No dia 22 de Março do ano em curso, nas vestes de presidente do país, João Lourenço reuniu o Conselho da República, e nessa reunião determinou que as primeiras eleições autárquicas serão realizadas em 2020. É nesse encontro onde também ficou definido o gradualismo geográfico na implementação das autarquias, antes mesmo de os membros do Conselho terem emitido os seus conselhos.
Os partidos na oposição e a sociedade civil, com as enérgicas declarações das igrejas católica e tocoísta, estranhamente – mas que depois recuou à posição habitual -, defendem o contrário, ou seja, que as autarquias sejam implementadas em todo o país em simultâneo, e não parcialmente em alguns municípios.
Do pacote legislativo autárquico levado à discussão apenas a lei de organização e funcionamento das autarquias locais praticamente mereceu atenção, com enfoque ao gradualismo. No final da sua digressão, Adão de Almeida garantiu que colheu contribuições dos auscultados mas que, disse em resumo, o gradualismo reúne consenso. E é sobre consensos que interessa-nos nesse artigo.
Mais do que ouvir, o ministro andou a fazer discursos e propaganda antecipada. Não ficou calado, e por isso não auscultou.
Quando se avolumam os auto-elogios de que há uma rotura com a governação anterior, João Lourenço perdeu, na referida reunião, uma excelente oportunidade para marcar a diferença com o seu antecessor, ao não optar pelo consenso, impondo-se como sempre fez o seu outrora chefe José Eduardo dos Santos.
O país precisa de consensos, sempre precisou, e não temos conseguido obter alguns em matérias cruciais para o nosso desenvolvimento. As autarquias é uma dessas matérias que imperiosamente necessita reunir consenso, e infelizmente é sempre o MPLA/Governo a não ceder às pretensões das demais forças da sociedade, ignorando-as descaradamente.
O gradualismo geográfico é mau caminho a seguir, e o país apontado como o modelo – Moçambique – é exactamente um exemplo do quanto essa opção é negativa. Como declarou a CEAST, o gradualismo discrimina os outros municípios e os seus munícipes, em violação ao princípio constitucional da igualdade, e agudiza o foco de concentração populacional nos centros provinciais, principalmente na capital, em detrimento das zonas desprovidas de investimentos.
O principal argumento para o gradualismo geográfico é, igualmente, uma razão de peso para a implementação total: falta de condições técnicas e estruturais. Ora, se com a administração concentrada e centralizada, representada por governadores, administradores municipais e comunais, tem sido possível governar – mais desgovernar, na verdade –, então essa mesma máquina administrativa, ainda que obsoleta, deve ser transferida para a esfera autárquica com o claro objectivo de ser posta a funcionar para melhorar o município. As autarquias farão o trabalho.
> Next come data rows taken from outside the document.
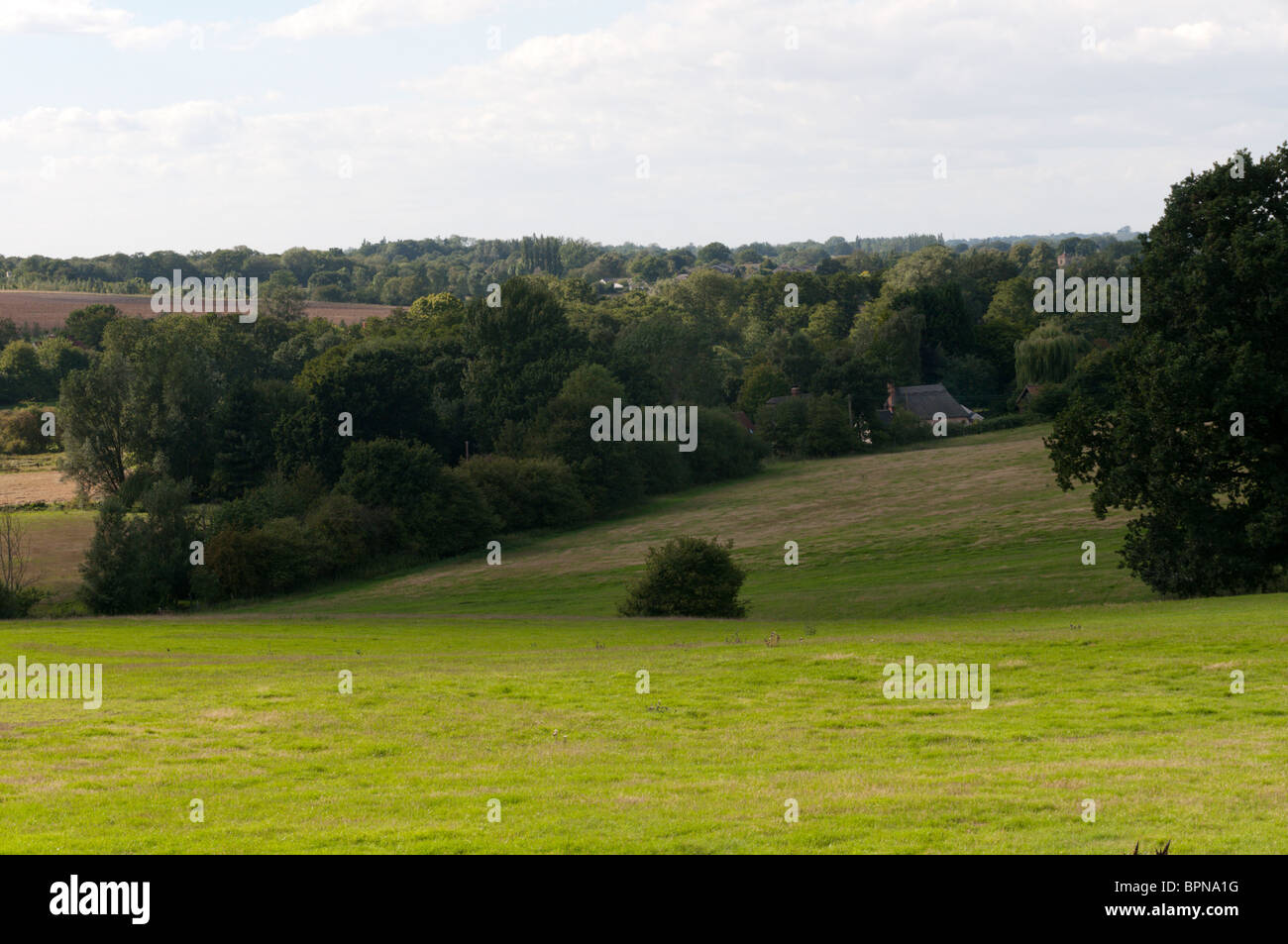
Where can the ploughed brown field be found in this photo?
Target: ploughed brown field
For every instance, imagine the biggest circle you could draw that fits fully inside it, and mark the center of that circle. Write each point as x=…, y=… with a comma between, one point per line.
x=51, y=309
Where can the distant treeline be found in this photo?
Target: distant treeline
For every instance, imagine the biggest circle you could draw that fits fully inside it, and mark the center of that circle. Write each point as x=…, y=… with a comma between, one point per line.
x=402, y=270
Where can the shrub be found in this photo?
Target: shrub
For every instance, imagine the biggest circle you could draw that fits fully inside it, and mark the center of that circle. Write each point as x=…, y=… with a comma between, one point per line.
x=527, y=492
x=688, y=576
x=1051, y=400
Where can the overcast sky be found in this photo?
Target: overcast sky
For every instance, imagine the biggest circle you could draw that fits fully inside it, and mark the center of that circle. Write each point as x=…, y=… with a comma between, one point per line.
x=136, y=125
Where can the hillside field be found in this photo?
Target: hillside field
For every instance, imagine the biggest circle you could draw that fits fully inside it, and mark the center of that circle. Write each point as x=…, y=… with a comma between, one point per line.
x=518, y=684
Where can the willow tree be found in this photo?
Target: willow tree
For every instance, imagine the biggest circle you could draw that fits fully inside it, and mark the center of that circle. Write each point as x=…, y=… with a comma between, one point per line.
x=1047, y=356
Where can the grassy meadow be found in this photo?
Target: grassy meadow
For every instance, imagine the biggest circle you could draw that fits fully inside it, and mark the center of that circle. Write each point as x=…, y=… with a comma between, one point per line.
x=516, y=682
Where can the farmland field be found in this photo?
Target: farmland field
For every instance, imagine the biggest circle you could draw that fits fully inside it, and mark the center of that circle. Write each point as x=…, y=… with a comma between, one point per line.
x=50, y=309
x=518, y=684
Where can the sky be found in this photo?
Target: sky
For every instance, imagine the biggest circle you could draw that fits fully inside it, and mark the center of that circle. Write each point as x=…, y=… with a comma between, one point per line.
x=138, y=125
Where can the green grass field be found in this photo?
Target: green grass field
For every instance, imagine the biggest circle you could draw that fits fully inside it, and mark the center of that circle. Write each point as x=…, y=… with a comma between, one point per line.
x=518, y=684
Mas é um longo caminho de trabalho, e este é mais uma razão para a sua implementação global. Realizadas apenas em alguns municípios, os não beneficiados se tornarão mais atrasados ainda em relação aos demais, e quando lá forem implementadas estarão mais vários pares de anos atrás dos privilegiados à primeira fase.
Substituída pelas prisões mediáticas, deixou-se de contestar o gradualismo, e o MPLA/Executivo afina a máquina rumo a aprovação das leis que vão ditar a aplicação das autarquias ao seu bel-prazer. Ser intransigente contra o gradualismo deve constituir um programa nacional em que partidos na oposição e sociedade civil estejam em perfeita sintonia.